Landlady nie są debiutantami. "The World Is a Loud Place" to już ich trzeci album, a już poprzedni, "Upright Behavior" z 2014 roku był zauważony przez krytyków. Wokół nowego krążka jest jeszcze więcej hałasu, ale to normalne, gdy obiecujący zespół wchodzi na jeszcze wyższy poziom, a tak jest właśnie z tą płytą. "Upright Behavior" to był ciekawie, indywidualnie brzmiący indie-rock, za to "The World Is a Loud Place" jest czymś więcej, mianowicie muzyką nie dającą się już tak łatwo przyporządkować stylistycznie. Sięganie do czarnej muzyki przez współczesnych indie-rockowców nie jest niczym niespotykanym, ale Schatz nie posiłkuje się inspiracjami z półki soul/r'n'b/funk, lecz konwencjami mającymi znacznie mniejsze wzięcie, jak na przykład sprituals czy calypso. Efekt jest świeży i ekscytujący, mimo że źródła inspiracji są właściwie historyczne, pochodzą w większości z okresu sprzed powstaniem rocka. W tym, by wymyślony patent się udał, Schatzowi mocno pomaga jego głos. Ciemny, mięsisty baryton brzmi niemal tak ciekawie i niecodziennie jak głos Samuela T. Herringa z Future Islands.
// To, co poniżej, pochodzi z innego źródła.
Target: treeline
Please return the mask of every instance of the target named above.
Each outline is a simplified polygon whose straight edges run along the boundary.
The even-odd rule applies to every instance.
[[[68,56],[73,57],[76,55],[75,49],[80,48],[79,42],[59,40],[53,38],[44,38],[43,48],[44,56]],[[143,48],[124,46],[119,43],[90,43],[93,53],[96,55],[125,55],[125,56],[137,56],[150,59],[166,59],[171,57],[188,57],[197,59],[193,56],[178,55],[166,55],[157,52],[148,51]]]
Jak już byśmy chcieli szufladkować, to można przykleić Landlady naklejkę art-pop. Trzeba jednak wziąć pod uwagę, że otwierający płytę "Electric Abdomen" może kojarzyć się i to mocno ze Steely Dan. "Driving in California" to wspomniane już wcześniej calypso, a w kilku piosenkach ewidentne są nawiązania do rocka progresywnego, w kilku do bluesa. Tu ska, tam brytyjska muzyka wodewilowa, ówdzie tryumfalne (a może pogrzebowe?) fanfary. Ta muzyka porusza się w bardzo wielu kierunkach, równocześnie pozostając całością. Zespół wielokrotnie podkreślał w wywiadach, że naczelną zasadą rządzącą jego muzyką jest niespodzianka. "The World Is a Loud Place" tę zasadę mocno potwierdza. Na zaskoczeniu oparte są też teksty Schatza, który bawiąc się ekscentrycznymi rymami i skojarzeniami, potrafi znienacka zaskakiwać a to mądrością a to liryzmem. Adam Schatz to utalentowany singer/songwriter nie zadowalający się brzdąkaniem na gitarze, tylko prowadzącym zespół z prawdziwego zdarzenia, w dodatku błyszczący pomysłami aranżacyjnymi.
Dodatkowy aplauz należy się za okładkę zaprojektowaną przez również mieszkającego na Brooklynie znanego grafika Jesse Jacobsa. W wersji elektronicznej obrazek ten porusza się i pulsuje neonowymi barwami. Warto znać odpowiednich sąsiadów, to fakt.